Many who examine the growth of the field of contemplative practice see it as coming only from straight, middle-class whites and corporate America. How might we work to shift that perception and to broaden the reach of our work? What practices can assist us in deepening our understanding of these criticisms and lessen “mindful bypassing?”  

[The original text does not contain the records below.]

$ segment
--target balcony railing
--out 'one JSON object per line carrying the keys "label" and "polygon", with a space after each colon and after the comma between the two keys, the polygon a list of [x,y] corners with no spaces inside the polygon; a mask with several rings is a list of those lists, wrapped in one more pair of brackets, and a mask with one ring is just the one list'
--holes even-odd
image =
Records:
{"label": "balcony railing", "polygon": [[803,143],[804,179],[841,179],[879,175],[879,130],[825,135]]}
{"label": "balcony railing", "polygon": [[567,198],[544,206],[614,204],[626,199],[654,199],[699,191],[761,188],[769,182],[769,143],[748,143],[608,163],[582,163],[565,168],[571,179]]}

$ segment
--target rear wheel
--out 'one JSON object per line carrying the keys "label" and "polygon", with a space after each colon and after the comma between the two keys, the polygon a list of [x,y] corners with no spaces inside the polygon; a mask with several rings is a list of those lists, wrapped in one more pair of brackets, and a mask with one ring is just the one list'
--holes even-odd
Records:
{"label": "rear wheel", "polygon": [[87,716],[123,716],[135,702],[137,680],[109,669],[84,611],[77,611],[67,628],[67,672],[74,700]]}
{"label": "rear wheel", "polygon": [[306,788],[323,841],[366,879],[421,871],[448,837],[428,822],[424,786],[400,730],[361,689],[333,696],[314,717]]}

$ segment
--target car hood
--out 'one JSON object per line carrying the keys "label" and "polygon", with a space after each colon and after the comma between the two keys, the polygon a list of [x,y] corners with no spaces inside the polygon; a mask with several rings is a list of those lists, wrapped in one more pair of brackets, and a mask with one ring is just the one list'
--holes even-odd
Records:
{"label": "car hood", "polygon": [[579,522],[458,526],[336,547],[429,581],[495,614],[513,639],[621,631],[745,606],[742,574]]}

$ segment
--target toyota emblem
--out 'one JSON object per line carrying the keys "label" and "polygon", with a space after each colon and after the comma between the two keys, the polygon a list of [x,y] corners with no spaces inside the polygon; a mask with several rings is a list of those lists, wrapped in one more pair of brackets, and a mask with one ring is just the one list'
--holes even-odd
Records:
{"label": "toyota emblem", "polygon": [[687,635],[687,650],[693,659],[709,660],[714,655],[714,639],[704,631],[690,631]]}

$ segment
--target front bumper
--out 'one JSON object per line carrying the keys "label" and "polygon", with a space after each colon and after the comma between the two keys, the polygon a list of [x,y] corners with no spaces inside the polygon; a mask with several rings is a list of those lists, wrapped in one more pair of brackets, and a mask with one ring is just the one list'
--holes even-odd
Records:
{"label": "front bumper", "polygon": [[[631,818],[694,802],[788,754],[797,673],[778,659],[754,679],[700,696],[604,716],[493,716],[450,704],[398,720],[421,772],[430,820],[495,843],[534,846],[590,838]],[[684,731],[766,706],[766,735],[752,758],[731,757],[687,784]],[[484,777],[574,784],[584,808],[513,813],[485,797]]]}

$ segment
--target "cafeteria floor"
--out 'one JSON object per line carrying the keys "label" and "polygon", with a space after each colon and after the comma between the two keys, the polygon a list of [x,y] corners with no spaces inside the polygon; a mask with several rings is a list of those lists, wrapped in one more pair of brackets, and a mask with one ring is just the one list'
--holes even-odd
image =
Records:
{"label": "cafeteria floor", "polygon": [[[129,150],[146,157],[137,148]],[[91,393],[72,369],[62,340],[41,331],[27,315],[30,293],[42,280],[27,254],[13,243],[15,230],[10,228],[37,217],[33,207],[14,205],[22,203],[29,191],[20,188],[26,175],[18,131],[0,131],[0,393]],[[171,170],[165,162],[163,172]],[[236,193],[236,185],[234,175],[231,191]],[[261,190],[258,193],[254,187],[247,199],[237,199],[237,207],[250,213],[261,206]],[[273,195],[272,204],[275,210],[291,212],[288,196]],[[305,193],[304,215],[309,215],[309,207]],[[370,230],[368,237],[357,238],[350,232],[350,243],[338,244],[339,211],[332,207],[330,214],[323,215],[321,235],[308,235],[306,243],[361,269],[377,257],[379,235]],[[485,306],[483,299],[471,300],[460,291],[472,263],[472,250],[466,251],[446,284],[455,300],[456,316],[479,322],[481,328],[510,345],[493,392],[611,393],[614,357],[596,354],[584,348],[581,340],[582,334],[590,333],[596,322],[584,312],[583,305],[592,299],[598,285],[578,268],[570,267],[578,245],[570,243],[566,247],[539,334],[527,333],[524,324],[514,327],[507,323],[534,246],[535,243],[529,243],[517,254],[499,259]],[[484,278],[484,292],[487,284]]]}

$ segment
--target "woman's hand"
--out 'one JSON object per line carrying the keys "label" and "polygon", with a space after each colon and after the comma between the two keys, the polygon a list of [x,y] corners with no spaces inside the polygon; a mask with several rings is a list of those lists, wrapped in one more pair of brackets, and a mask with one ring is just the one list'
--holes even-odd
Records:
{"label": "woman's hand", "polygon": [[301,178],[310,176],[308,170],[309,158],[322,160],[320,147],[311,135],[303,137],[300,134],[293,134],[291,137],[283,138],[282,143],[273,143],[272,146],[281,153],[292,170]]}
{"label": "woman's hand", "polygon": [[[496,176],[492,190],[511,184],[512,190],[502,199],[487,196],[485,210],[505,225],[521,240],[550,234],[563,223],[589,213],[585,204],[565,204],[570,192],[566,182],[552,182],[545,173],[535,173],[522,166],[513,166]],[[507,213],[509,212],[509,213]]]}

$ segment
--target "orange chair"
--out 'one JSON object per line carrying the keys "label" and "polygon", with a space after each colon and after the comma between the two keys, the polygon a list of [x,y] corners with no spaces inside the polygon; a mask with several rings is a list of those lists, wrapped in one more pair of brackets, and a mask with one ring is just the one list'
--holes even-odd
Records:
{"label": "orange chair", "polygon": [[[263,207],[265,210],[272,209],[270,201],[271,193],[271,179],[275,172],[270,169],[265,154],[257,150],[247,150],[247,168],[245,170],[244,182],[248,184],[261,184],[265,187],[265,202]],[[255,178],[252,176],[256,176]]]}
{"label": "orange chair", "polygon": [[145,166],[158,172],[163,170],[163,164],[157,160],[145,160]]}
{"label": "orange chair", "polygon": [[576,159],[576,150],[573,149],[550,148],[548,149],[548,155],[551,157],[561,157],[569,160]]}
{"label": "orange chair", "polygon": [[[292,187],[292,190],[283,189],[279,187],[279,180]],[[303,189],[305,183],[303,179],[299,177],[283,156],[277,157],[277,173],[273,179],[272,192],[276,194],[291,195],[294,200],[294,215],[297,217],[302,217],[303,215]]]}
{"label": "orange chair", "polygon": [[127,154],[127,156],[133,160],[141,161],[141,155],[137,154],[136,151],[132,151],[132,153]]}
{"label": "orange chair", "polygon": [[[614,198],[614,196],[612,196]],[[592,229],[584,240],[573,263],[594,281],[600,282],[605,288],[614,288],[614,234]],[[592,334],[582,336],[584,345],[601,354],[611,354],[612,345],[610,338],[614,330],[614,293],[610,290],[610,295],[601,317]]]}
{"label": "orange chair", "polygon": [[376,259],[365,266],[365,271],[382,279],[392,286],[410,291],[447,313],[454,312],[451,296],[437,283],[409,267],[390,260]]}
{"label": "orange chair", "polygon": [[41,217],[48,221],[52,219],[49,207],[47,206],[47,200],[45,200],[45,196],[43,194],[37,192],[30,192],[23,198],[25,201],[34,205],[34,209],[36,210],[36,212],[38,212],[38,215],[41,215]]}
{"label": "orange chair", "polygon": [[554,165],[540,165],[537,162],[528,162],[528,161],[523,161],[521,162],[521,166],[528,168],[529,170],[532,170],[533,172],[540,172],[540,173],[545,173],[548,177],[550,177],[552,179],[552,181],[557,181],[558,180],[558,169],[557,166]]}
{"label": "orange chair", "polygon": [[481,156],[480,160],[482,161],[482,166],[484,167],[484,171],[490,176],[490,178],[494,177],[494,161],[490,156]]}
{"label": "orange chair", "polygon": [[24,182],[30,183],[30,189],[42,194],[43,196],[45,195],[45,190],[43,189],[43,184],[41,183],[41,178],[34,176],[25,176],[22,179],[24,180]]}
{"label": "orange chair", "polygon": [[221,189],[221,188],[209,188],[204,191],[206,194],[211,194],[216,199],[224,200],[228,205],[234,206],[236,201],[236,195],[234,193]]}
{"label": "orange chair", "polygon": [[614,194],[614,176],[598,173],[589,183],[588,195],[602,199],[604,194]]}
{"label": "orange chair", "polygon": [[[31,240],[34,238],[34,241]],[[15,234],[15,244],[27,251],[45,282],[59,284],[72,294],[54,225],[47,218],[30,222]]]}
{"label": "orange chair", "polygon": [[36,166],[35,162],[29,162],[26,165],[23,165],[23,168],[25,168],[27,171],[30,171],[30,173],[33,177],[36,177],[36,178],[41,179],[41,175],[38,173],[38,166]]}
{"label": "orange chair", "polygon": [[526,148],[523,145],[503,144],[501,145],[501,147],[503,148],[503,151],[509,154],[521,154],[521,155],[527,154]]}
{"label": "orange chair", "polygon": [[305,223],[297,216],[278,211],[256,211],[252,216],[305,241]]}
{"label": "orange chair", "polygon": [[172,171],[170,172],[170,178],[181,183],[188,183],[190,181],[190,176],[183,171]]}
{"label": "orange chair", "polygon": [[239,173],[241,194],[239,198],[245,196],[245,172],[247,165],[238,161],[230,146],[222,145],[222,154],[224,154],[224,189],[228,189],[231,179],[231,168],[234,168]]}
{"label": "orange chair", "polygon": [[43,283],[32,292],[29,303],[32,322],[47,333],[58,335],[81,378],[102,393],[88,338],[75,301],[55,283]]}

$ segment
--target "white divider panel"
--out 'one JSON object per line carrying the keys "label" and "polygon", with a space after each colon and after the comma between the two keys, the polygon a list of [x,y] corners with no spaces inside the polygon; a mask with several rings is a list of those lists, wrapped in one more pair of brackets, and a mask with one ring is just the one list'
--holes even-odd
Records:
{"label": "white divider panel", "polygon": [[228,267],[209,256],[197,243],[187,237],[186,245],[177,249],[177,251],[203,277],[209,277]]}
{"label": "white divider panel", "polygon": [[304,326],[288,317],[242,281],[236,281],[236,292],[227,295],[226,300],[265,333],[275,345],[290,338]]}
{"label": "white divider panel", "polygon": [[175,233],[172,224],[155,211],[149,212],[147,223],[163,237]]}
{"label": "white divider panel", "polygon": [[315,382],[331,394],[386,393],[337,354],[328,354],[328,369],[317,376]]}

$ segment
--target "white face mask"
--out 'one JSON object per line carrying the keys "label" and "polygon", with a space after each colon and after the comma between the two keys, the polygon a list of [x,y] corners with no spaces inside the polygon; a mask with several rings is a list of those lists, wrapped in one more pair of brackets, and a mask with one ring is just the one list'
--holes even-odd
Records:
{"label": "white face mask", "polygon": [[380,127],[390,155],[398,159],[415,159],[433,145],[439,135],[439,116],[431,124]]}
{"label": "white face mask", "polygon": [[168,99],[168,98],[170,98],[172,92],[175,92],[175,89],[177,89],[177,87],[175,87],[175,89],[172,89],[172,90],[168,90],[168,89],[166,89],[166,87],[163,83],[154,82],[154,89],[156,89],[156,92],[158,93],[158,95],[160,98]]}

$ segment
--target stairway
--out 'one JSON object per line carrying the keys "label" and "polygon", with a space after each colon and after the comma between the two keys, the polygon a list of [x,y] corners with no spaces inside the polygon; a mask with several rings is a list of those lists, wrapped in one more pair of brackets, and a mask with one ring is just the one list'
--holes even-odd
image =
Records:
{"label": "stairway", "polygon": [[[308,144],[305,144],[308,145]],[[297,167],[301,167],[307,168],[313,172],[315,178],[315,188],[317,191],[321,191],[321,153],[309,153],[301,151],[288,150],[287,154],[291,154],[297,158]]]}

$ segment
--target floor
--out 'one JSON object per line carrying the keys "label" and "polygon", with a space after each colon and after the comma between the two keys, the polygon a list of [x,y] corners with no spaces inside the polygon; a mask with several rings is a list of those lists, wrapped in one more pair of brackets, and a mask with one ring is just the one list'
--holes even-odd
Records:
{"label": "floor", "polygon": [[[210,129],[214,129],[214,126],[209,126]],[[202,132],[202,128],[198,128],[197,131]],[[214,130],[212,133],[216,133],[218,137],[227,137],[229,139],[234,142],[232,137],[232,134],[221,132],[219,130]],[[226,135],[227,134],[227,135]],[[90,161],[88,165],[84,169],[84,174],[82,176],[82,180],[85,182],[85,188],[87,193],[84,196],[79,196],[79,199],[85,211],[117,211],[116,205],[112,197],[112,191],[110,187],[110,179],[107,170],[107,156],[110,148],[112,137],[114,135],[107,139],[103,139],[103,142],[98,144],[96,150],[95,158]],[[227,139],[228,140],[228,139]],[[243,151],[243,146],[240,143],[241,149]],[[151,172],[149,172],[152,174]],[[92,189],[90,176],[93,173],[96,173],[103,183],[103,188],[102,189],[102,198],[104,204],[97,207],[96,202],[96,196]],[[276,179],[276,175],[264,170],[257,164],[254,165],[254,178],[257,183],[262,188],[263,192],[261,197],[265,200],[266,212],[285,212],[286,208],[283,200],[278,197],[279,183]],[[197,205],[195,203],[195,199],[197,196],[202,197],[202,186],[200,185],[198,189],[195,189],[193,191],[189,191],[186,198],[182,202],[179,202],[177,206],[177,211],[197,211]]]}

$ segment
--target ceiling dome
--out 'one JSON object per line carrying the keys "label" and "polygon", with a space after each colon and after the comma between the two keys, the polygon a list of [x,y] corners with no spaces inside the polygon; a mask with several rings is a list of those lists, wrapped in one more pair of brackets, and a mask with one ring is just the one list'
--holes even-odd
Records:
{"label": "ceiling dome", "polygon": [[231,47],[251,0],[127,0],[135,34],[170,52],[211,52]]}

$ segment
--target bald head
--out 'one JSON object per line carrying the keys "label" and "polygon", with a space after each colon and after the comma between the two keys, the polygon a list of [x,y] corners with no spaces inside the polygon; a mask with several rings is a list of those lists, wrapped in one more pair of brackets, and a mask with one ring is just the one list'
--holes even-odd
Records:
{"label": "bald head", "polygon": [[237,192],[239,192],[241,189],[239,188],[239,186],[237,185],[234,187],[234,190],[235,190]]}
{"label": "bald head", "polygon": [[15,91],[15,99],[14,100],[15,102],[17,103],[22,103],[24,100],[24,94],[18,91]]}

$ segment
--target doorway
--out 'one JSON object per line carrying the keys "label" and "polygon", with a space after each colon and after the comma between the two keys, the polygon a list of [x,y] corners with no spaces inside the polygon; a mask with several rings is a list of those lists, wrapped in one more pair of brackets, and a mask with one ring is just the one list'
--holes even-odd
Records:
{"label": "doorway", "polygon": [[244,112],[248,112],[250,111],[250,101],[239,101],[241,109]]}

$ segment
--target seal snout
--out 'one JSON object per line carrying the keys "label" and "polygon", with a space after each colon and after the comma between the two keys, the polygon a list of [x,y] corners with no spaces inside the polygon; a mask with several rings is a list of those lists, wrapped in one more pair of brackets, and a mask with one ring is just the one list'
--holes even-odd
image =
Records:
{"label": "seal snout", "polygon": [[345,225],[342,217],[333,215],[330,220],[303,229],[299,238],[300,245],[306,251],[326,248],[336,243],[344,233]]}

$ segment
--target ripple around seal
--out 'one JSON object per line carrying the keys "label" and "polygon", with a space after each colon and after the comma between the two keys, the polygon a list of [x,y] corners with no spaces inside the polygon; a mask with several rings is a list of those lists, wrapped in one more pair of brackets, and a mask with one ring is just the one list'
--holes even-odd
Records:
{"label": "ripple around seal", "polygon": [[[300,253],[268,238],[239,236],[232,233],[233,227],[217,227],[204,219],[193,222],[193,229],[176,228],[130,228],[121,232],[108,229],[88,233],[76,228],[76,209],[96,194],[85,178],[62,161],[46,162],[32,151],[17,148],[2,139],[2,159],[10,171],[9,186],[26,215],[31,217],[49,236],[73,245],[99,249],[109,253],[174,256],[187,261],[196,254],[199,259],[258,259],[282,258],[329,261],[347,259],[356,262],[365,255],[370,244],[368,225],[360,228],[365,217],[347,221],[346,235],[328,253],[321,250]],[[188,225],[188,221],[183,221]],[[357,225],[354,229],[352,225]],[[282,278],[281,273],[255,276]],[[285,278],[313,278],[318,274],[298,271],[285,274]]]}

The hour-long chat included periods of meditation and a lively question and answer section. One question that was asked during the chat concerned insights about how to approach the topics of mindfulness in minority communities. From Rhonda’s response, which can be watched here:

“From my perspective, we are engaged in a kind of a deep effort to find ways of reaching everyone and to find ways of bringing these supportive practices to bear wherever they might be useful…and that work looks differently in different places.”

Rhonda suggested a number of resources such as this study, “Mindfulness equity and Western Buddhism: reaching people of low socioeconomic status and people of color” by Harrison Blum.

Additional resources by Rhonda include:

The Way of ColorInsight: Understanding Race and Law Effectively Through Mindfulness-Based ColorInsight Practices, to be published in Spring 2016 by the Georgetown Journal of Modern Critical Race Perspectives.

Teaching Mindfulness with Mindfulness of Diversity for a forthcoming book Resources for Teaching Mindfulness: A Cross-Cultural and International Handbook, eds. Don McCown and Diane Riebel.

How Mindfulness Can Defeat Racial Bias published by the Greater Good Science Center.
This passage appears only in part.